[Search Subagent] Handle context window limit exceeded error by guomaggie · Pull Request #316529 · microsoft/vscode

guomaggie · 2026-05-15T00:16:35Z

Handle context-window overflow in the search subagent. The subagent's prompt can exceed the model's context after a few tool-call rounds, returning a 400 context_length_exceeded. When the main agent runs in autopilot, that error also drives a full-turn retry, making things worse.

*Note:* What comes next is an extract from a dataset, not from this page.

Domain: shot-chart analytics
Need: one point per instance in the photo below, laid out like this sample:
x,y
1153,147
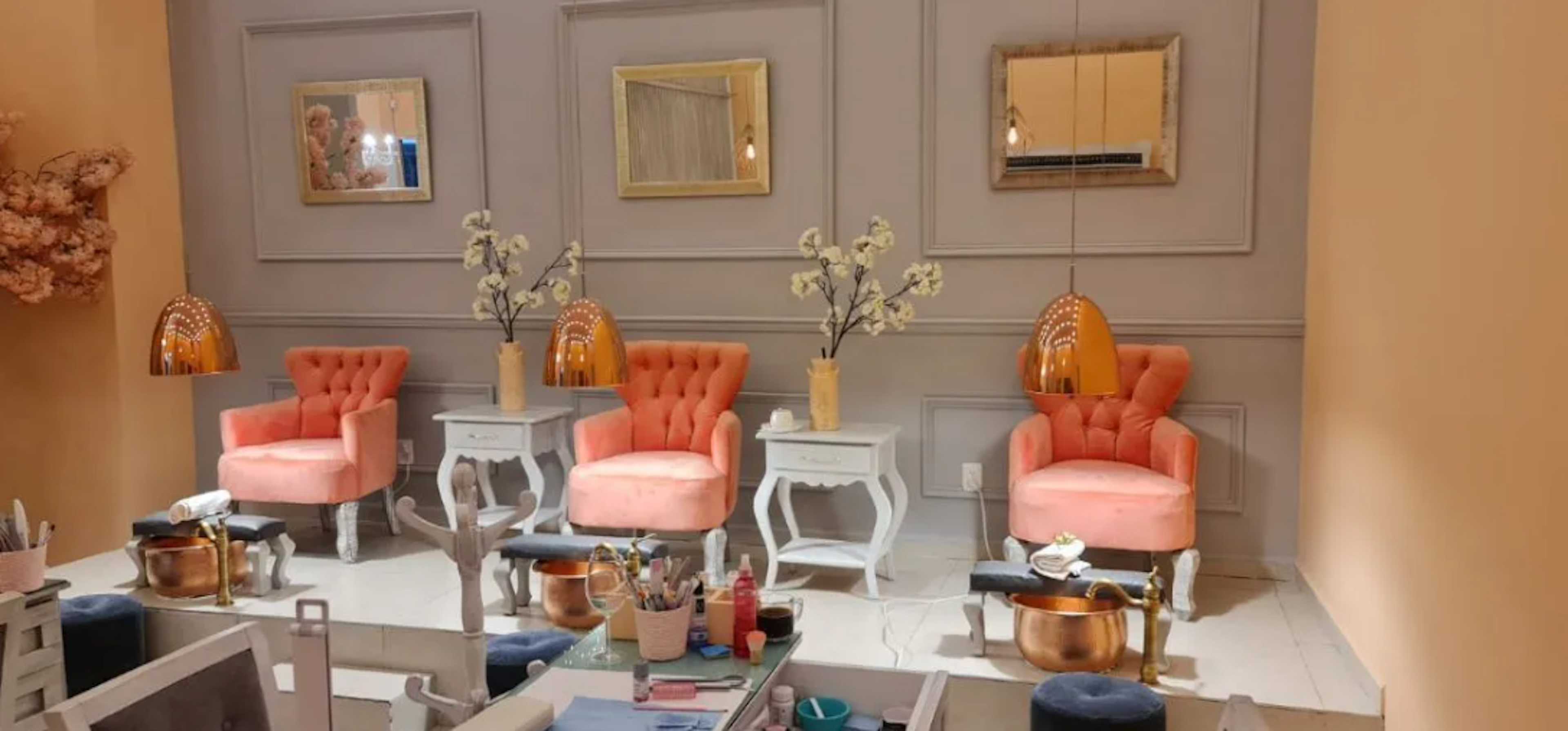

Changes to SearchSubagentToolCallingLoop:

Proactive budget sizing in buildPrompt: subtracts tool-definition tokens and applies the current safety factor, then renders via endpoint.cloneWithTokenOverride so prompt-tsx prunes against a realistic budget. Mirrors agentIntent.ts.
Reactive shrink-retry in fetch: on a context-overflow BadRequest, advances _safetyFactorIndex through SAFETY_FACTORS = [0.9, 0.66, 0.4], re-renders, and retries. When the smallest factor is exhausted, the original error surfaces.
isContextOverflowBadRequest helper matches BadRequest reasons against known patterns (context_length_exceeded, context length, context window, maximum context, prompt is too long, request too large, request_too_large).
Telemetry: emits searchSubagent.contextOverflow with kind ('retried' | 'exhausted'), model, and safetyFactorIndex.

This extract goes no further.